In a separate small study also presented at the meeting, IFN-L/RBV, combined with a direct-acting antiviral agent, yielded high rates of sustained virologic response (SVR) in Japanese patients with HCV genotype 1b infections, said Dr. Namiki Izumi of Musashino Red Cross Hospital in Tokyo.
IFN-L is a type III interferon with strong antiviral activity but a restricted receptor distribution that is reputed to give the drug a better tolerability profile than the alfa interferons currently in widespread clinical use.
Comparing New and Old IFNs
In the EMERGE phase IIb study, Dr. Muir and his colleagues randomized 527 noncirrhotic, treatment-naive adults with HCV genotypes 1-4 on a 1:1:1:1 basis to either PEG-IFN 180 mcg weekly plus daily ribavirin or IFN-L at dose levels of 120, 180, or 240 mcg weekly plus daily ribavirin. Because of safety issues, patients with genotypes 1 and 4 assigned to receive the 240-mcg dose of IFN-L had their dose reduced to 180 mcg at study week 12, and this dose level was subsequently chosen for phase III trials. Dr. Muir reported results through 72 weeks of follow-up for 407 patients with genotypes 1 or 4 treated for 48 weeks. Approximately 60% of patients in each of the four treatment arms completed treatment and follow-up.
IFN-L at the 180-mcg dose was associated with significantly more rapid virologic responses at week 4 (RVR4 14.7% vs. 5.8%) and complete early virologic responses at week 12 (55.9% vs. 36.9%) than was PEG-IFN (P less than .05 for each comparison). However, there were no significant differences in response rates at either the end of treatment or in SVR24at last follow-up, and relapse rates were similar between the groups.
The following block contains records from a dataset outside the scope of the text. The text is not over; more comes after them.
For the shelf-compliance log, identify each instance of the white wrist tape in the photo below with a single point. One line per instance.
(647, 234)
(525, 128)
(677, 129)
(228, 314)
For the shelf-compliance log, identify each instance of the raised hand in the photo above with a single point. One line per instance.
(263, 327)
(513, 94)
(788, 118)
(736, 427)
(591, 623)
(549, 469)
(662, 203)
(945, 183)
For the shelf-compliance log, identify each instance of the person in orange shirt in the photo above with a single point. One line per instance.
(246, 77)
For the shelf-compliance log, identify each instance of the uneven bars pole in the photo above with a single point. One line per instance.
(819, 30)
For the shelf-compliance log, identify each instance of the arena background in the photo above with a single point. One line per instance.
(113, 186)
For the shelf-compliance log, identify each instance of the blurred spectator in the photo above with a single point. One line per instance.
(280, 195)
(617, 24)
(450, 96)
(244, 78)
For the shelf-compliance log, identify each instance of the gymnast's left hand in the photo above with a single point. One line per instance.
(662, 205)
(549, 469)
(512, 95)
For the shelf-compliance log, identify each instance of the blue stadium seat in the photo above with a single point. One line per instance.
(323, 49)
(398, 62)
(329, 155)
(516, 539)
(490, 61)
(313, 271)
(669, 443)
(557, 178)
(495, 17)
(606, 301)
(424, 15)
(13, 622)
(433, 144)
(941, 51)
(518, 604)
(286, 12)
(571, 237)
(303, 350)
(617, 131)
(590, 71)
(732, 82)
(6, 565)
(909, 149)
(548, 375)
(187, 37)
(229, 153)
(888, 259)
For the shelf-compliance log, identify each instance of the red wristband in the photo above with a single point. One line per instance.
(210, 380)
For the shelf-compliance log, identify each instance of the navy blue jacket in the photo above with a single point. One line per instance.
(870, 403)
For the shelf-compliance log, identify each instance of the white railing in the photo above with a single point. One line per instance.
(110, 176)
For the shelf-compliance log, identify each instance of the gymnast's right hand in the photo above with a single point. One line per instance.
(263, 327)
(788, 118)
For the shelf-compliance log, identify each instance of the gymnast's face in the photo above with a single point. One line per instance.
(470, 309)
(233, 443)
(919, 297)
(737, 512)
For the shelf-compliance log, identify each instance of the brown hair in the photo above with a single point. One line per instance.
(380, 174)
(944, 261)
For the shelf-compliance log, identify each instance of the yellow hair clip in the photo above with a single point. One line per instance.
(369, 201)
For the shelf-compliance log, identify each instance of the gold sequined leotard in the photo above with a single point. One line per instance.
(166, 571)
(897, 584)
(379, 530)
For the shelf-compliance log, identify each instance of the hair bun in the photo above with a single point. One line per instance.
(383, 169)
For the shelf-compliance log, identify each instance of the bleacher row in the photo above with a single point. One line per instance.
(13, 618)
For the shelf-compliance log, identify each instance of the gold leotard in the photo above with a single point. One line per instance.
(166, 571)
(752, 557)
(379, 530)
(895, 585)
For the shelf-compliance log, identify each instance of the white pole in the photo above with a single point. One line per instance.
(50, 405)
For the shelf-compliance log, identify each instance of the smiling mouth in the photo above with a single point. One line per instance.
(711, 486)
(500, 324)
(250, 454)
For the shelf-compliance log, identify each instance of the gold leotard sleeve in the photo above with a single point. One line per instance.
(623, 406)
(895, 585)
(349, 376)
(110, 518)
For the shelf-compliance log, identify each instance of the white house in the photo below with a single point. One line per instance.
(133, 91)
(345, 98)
Adverse events of any grade were similar among the groups, except for lower percentages of myalgia (5.9% for IFN-L vs. 33.0% for PEG-IFN), pyrexia (7.8% vs. 33%, respectively), chills (3.9% vs. 21.4%), and arthralgia (5.9% vs. 20.4%).
Treatment-emergent liver abnormalities included alanine aminotransferase (ALT) 5 to 10 times the upper limit of normal in 2.9% of patients on IFN-L, compared with 4.9% for those on PEG-IFN. In contrast, total bilirubin levels 2.6 to 5 times the upper limit of normal were seen in 5% vs. 3.9%, respectively. In both the 120-mcg and 180-mcg IFN-L groups and the PEG-IFN group, 1% of patients required dose reductions due to liver-related lab abnormalities. In all, 2.9% of patients of IFN-L discontinued the drug for liver abnormalities, compared with 1.9% for PEG-IFN.
High SVR With Lambda and Direct-Acting Antivirals
In the D-LITE study, Dr. Izumi and her colleagues compared IFN-L/RBV in combination with either daclatasvir, an investigational viral NS5A replication complex inhibitor, or asunaprevir, an investigational NS3 protease inhibitor, with each group including a placebo for the alternate direct-acting antiviral agent. (For example, patients receiving IFN-L/RBV and daclatasvir also received an asunaprevir placebo.) In addition, the trial contained a substudy arm with patients assigned to PEG-IFN/RBV with daclatasvir and asunaprevir placebos; Dr. Izumi reported only on the IFN-L arms.
All patients in the IFN-L groups were treated for 24 weeks, at which point those patients who did not have a protocol-defined response (PDR) were given an additional 24 weeks of treatment. A PDR was defined as an HCV RNA level at week 4 below the lower limit of quantification (less than 25 IU/mL) and undetectable HCV RNA at 12 weeks.
In the daclatasvir group, eight of eight patients had a PDR, compared with five of six in the asunaprevir arm. The single patient without a response in the latter arm discontinued therapy for an adverse event at week 3.